Cut a suitable lenght of wire, file the ends flat and fit it into the cut. It should fit somewhat snug and stand straight up in the groove much like a nail.
After all this, hammer the wire into the wood, all the while checking that there is no sideways fumbling or bending of the wire. Here's where I ended up after about three hours of work:
After the whole patterns is done, water should be applied lightly on the wood to swell it, gripping the wire tightly in the process. Applying some heat with a hairdryer to dry the wet surface will improve the end result too. Then just use fine sandpaper to make all the wires flush with the wood.
This really gives you all new appreciation for jewelers and other fine craftspeople. Inlay takes a LOT of concentration and time with not a much room for error.
I once tested a cheat inlay where you pack the channel with metal powder (I used brass) and saturate it with super glue, after which you can sand and polish to a decently convincing finish. I haven't actually applied it to a project though.
Thanks Jacob!
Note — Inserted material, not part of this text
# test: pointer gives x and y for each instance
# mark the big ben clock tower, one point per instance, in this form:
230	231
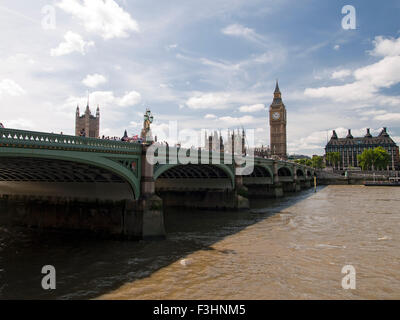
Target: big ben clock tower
277	122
I hadn't considered or even heard about a method like that but it sounds like it could work just as well. I'm not sure how the superglue would affect to wood around it and what finish you could expect but there's certainly uses for it.
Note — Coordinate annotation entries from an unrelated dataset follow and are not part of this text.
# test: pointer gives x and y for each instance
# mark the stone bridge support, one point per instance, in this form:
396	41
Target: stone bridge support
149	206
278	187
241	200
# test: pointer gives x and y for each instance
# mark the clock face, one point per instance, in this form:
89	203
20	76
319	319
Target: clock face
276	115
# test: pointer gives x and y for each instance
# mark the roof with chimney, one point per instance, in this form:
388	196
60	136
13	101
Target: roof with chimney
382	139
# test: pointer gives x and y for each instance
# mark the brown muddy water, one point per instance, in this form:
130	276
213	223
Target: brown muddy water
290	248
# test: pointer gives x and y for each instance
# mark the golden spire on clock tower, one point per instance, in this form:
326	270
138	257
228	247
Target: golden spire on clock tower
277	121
Took a while but I managed it:
I'd say it looks good enough from a distance, but when you view it closer up you can tell it wasn't made by a master craftsman:
Some lines aren't quite straight and there's wonky edges here and there not to mention the general asymmetry to the pattern... but that might just be me being too harsh about the standard of craftsmanship. Also, there's still the application of water and general clean up of the pattern to come which will make it look much cleaner yet. I can already see the finish line approaching for this piece of the costume so stay tuned!
Well, its been a while since I made an update but I'm finally able to continue this after moving to a new apartment.
I finished smoothing the visible wood surfaces of the gun including the silver inlay and it turned out quite well in my opinion. I also refined the shape of the octagonal bulb on the end of the handle to be more symmetrical and angular, although there is still some work to do there.
There's some small decorative nails to add still as well as the band around the handle just in front of the bulb. I plan to use silver plate for that since it's easy to work with and doesn't degrade easily when handled. Not as easily as regular steel anyway. It also works well with the silver inlay. Here's a picture comparing my test pieces for the final surface finish of the wood and steel to the current unfinished look:
The scrap steel piece has been blued using a cold blueing agent and the wood has been stained using a special walnut gun stock color to bring out the natural wood grain better. It will also accentuate the silver inlay well and really make it pop. The color is pretty close to the in- game model too. For the final piece I will also apply triple layer of finishing oil(test piece only had one) with an antique wax layer on top to really make to surface well protected and smooth, just like any other walnut gun stock. The blued metal parts will be all polished with steel wool to different degrees of blueing to match the look of the respective parts of the in- game gun.